Whoever decided to put peanut butter and chocolate together for the first time was a freakin’ genius IMHO.

I wonder if it was an accident or on purpose?

By accident,  I mean like when you take a bite of bacon, then accidentally lick your fingers that have caramel on them… (happens to me all…the..time 🙂 )

Or on purpose, like when you dip your pretzels in the Nutella jar… (which also happens to me a lot 😛 )

Whichever way it happened, the persons deserves a medal…

Or a slice of this tart at the very least.

Peanut Butter and Dark Chocolate Tart

For the Base:

200g Digestive biscuits

100g unsalted butter, melted

For the Filling:

90g unsalted butter, chopped

85g dark chocolate, finely chopped

180g smooth peanut butter

125g cream cheese

80ml sweetened condensed milk

250ml thickened cream

For the Topping:

60g dark chocolate, melted

Make the Base:

Preheat the oven to 150°C.

Put the biscuits into a food processor and blitz until you have a fine meal.
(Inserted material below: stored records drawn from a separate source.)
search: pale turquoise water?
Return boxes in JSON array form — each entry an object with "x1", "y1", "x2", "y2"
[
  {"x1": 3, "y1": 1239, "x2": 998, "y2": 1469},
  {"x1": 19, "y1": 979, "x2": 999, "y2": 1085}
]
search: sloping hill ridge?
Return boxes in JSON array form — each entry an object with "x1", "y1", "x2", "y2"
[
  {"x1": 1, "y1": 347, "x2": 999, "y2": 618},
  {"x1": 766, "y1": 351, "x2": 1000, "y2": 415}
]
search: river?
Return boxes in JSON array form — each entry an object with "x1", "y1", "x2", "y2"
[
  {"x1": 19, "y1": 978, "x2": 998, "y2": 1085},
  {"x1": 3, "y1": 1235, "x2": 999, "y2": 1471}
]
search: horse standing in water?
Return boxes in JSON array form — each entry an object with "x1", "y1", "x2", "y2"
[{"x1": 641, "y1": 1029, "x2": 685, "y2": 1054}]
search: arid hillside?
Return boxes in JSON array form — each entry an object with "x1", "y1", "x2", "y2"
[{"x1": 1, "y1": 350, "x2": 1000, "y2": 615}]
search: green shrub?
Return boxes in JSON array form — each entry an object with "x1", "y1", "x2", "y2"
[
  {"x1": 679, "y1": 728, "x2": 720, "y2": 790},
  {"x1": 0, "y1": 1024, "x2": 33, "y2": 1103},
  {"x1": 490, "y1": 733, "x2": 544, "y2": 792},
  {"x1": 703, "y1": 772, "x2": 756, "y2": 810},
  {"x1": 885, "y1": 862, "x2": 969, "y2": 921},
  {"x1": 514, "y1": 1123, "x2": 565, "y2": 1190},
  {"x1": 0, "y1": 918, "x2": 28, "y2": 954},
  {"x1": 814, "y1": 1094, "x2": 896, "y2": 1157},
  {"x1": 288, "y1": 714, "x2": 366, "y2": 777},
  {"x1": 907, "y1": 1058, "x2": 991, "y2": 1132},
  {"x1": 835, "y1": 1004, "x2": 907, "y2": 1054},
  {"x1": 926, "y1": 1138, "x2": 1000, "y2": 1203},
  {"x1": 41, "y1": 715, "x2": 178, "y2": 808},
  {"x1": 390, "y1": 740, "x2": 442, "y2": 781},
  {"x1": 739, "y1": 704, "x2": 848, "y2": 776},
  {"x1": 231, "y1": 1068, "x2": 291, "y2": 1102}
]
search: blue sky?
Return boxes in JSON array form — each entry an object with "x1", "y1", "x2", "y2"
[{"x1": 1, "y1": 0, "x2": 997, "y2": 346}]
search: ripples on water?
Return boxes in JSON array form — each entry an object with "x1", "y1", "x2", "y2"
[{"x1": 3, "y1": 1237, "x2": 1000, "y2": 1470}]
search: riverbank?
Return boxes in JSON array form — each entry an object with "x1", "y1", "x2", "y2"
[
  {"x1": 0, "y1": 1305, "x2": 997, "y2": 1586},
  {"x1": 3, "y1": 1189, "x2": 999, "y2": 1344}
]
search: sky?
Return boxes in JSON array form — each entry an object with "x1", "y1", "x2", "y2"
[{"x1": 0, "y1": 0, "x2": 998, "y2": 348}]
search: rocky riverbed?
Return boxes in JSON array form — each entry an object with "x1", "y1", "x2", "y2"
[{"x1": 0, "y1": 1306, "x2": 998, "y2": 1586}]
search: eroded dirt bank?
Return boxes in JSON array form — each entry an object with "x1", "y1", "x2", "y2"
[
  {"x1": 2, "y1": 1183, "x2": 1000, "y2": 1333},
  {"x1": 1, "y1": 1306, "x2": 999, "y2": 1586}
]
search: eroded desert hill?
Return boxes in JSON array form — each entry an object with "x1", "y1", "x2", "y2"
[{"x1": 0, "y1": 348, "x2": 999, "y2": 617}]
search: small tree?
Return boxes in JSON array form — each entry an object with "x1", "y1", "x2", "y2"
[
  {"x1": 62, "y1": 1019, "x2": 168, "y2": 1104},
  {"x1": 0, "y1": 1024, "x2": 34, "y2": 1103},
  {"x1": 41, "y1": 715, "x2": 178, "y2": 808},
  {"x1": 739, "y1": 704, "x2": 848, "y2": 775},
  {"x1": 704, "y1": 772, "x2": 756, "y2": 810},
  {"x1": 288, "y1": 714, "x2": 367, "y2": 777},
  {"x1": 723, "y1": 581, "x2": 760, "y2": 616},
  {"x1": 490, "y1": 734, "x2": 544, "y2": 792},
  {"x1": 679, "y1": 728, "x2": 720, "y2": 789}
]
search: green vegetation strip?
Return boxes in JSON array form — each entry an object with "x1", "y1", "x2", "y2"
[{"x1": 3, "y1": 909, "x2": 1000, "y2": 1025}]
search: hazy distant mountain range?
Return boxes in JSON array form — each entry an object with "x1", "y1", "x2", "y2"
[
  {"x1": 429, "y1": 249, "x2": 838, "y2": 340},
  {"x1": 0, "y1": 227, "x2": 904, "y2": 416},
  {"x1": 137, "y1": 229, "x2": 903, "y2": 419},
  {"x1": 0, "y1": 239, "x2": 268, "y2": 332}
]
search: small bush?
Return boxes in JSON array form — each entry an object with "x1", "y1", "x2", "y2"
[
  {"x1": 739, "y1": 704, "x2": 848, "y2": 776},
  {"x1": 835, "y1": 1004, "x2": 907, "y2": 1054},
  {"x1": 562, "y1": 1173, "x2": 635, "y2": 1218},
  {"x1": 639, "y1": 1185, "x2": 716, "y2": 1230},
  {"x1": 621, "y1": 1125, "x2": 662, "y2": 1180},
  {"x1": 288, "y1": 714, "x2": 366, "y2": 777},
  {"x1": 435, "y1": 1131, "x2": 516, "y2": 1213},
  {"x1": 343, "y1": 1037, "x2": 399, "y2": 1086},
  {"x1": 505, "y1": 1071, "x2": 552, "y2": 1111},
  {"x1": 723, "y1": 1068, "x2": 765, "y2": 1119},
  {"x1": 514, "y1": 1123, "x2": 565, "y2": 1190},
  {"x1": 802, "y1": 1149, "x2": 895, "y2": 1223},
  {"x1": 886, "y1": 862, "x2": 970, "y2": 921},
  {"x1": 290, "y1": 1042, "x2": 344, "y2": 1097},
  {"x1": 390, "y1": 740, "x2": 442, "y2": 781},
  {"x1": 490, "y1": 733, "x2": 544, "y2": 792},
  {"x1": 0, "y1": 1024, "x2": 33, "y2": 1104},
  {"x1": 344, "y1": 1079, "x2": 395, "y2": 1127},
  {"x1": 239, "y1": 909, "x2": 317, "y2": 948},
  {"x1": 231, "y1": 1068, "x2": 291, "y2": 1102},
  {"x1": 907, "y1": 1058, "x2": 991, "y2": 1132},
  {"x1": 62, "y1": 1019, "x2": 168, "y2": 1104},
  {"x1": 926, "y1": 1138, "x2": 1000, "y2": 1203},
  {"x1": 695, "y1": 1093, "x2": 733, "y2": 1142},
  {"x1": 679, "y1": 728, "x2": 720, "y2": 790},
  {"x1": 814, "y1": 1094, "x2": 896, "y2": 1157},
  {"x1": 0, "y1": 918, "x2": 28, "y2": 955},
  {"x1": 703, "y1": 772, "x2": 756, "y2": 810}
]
Add the melted butter and blitz to mix. Press the biscuit mix into the base and sides of a loose-bottomed 35 cm x 13 cm rectangular pan. Bake for 10 minutes and set aside to cool completely.

Make the Filling:

Put the chocolate and butter into a heat-proof bowl and sit the bowl over a pan of barely simmering water. Don’t let the pan touch the water. Stir until melted. Set aside to cool until it is a spreadable consistency. Spread it over the cooled base and put it in the refrigerator to chill.

Combine the peanut butter, cream cheese and condensed milk in the bowl of an electric mixter fitted with the paddle attachment. Beat until smooth. Set aside.

In a separate bowl, whip the cream until soft peaks form. Add the whipped cream to the peanut butter mixture and whisk to combine.

Pour the filling into the tart base and smooth the top.

Make the Topping:

Spoon the melted chocolate into a disposable piping bag, cut a small hole in the tip and drizzle over the top of the tart.